Por otra parte, leo que se ha producido un gran Milagro: el empleo se hunde pero repunta el gasto de las familias - elConfidencial.com. Yo no alcanzo a comprenderlo pero los sesudos astronautas de elConfidencial.com lo resuelven de una manera sencilla. No tenéis mas que leer el artículo hasta el final.

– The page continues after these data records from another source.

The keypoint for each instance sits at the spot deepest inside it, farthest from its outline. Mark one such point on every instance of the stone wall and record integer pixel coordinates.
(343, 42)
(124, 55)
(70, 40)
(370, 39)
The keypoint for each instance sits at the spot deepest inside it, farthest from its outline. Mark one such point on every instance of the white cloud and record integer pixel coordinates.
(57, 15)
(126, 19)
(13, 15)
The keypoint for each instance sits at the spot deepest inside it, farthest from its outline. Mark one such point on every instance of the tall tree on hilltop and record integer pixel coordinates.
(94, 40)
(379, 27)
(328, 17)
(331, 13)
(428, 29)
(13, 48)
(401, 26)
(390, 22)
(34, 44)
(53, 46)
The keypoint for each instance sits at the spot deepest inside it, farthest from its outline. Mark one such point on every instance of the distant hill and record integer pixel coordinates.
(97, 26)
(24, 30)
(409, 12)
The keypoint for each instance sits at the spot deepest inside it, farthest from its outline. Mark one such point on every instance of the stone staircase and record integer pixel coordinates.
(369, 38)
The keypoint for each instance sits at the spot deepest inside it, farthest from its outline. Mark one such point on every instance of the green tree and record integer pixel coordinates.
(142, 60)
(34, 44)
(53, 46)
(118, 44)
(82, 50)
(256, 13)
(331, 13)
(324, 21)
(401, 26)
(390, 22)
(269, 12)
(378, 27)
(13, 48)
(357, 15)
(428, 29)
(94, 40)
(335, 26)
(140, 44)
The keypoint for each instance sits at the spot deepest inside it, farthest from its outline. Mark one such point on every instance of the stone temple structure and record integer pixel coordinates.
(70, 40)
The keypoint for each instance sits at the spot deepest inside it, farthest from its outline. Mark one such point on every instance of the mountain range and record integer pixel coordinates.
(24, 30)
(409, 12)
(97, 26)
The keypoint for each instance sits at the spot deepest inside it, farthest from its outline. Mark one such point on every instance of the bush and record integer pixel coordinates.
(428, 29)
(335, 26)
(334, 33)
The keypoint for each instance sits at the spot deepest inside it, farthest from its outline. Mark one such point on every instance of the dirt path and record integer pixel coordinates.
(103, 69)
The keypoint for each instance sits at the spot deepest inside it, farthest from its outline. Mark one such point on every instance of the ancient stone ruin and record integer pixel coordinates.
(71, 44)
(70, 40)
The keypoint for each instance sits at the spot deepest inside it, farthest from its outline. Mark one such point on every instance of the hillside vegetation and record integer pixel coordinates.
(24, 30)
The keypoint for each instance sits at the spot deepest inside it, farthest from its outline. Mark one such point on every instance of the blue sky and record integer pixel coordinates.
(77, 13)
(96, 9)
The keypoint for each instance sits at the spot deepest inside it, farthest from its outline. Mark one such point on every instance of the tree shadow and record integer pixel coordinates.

Pero yo, sin querer o queriendo, estoy con lo que esta mañana me ha contado la Loli que, mientras nos ponía esa cosa que ella llama café, se le saltaban las lágrimas explicándonos lo feliz que está con el regreso de su hijo a casa. “No sabéis lo que me quiere”, nos contaba, “El domingo nos trajo su piba a casa, trajeron una pizza y comimos en familia como hacía ya casi veinte años que no lo hacíamos”. Luego nos terminó de contar que la tal piba se quedó a dormir y aún no se ha ido pues la chica está peleada con sus padres y, además, la han echado de una Gestoría de San Juan que es donde trabajaba desde julio. “¿Donde va a ir la pobre?”, concluía a la vez que nos informaba que ya no ahorra, ahora el consumo familiar les ha aumentado a lo bestia y mientras su marido que ya no echa mas horas en el taxi porque el reloj se acaba a las 24:00, está mas cabreado que una mona sentada en un charco, a la vez que le dice que si se queda la France, que así se llama la piba, él se va de casa. Es todo un drama, nos decíamos unos a otros mientras mirábamos como lloraba desconsoladamente la Loli. Incluso Antoine, que solo llevaba dos de Marie Brizard, se ha podido levantar para acercarle un pañuelo y no ha podido dárselo pues ha empezado a sonarse y a frotarse los ojos, entre atropellados e histriónicos sollozos, con ese pañuelo negro que lleva siempre y entonces a todos se nos ha hecho un enorme nudo en la nuez, es decir, de la leche. Bueno, igual me he extendido un poco, pero supongo que está claro cual es la situación de las familias en la era Rajoy, ¿verdad?. Ah, por si interesa, el Antoine y la Loli, se han quedado abrazados un buen rato y haciéndose miles de carantoñas, de tal modo, que hasta el Pepe se ha tenido que acercar al sitio y pegarle un pellizco en los “bebes” al Antoine, pues ya se estaba pasando. Y es que cuando la alegría se mezcla con el drama familiar el dolor es muy sentido, amigos.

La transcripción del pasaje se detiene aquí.